The South Antrim MLA tabled his Bill with the Assembly Speaker's Office on Wednesday.
If passed, it would enable women carrying a foetus with a fatal abnormality to access a termination legally in Northern Ireland.
It follows a previous attempt by Mr Ford to change the law while Justice Minister.
The row around abortion law in Northern Ireland was brought into focus two years ago through the case of Sarah Ewart.
The mum-to-be was 20 weeks' pregnant when a hospital scan failed to detect any sign of her baby's head. Afterwards, she and her husband were told the baby had anencephaly, meaning no skull had formed.
Despite the fatal abnormality, the law forced her to travel to England for an abortion.
In England, Scotland and Wales, the 1967 Abortion Act permits terminations up to 24 weeks of pregnancy on grounds that include risk to the physical wellbeing or mental health of the woman or existing children in the family.
Unlike in Northern Ireland, it also covers abnormalities that could lead to a child being seriously handicapped.
Mr Ford said: “Three years ago, I made a promise to Sarah Ewart that I would try to change the law to allow women such as her who wished to have a termination in cases of FFA to do so in Northern Ireland,” he said.
“In my previous role as Justice Minister, I attempted to bring legislation to the Executive to allow just that. However, other parties blocked that move and failed to accept my recommendations, which left women in those circumstances with no option but to continue the pregnancy or make the traumatic journey across the Irish Sea to seek a termination.

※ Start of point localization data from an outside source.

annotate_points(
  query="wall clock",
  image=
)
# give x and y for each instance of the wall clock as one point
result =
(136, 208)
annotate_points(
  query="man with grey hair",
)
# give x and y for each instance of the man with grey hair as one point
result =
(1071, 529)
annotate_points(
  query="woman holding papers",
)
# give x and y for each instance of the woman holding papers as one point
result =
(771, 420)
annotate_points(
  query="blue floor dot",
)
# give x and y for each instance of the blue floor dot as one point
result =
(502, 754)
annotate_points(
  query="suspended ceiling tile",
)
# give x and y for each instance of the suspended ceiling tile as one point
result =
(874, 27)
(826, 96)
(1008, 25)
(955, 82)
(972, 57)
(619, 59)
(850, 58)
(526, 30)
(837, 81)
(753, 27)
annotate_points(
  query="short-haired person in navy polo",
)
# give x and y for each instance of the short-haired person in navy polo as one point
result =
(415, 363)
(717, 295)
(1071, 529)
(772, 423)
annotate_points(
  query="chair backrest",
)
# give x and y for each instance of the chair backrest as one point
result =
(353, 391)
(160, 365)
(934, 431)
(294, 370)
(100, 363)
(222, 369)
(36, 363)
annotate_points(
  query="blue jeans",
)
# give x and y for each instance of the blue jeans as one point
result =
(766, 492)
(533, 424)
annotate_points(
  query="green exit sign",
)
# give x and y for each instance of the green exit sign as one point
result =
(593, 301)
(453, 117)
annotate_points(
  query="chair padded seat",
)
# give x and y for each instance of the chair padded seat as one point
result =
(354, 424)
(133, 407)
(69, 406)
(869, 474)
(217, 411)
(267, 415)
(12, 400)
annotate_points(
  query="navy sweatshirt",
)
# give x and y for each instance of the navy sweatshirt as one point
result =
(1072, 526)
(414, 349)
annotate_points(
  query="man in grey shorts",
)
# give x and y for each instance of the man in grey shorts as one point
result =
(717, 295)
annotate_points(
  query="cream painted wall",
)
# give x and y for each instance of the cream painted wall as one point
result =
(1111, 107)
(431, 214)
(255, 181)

“The working group on abortion which was established before May’s election has sent its report to the Health and Justice Ministers. While that is welcome, any guidelines coming from it will not change the law to achieve the reform needed to help women who are given the dreadful diagnosis that a longed-for child has no prospect of life. This is not about disability, it is solely concerned with situations where a foetus cannot survive.
“A wide-ranging consultation has already been carried out on this issue by the Department of Justice. We know the desire is there in Northern Ireland for change to the law. We need to help the women who wish to seek a termination in these circumstances and we need to help them now.”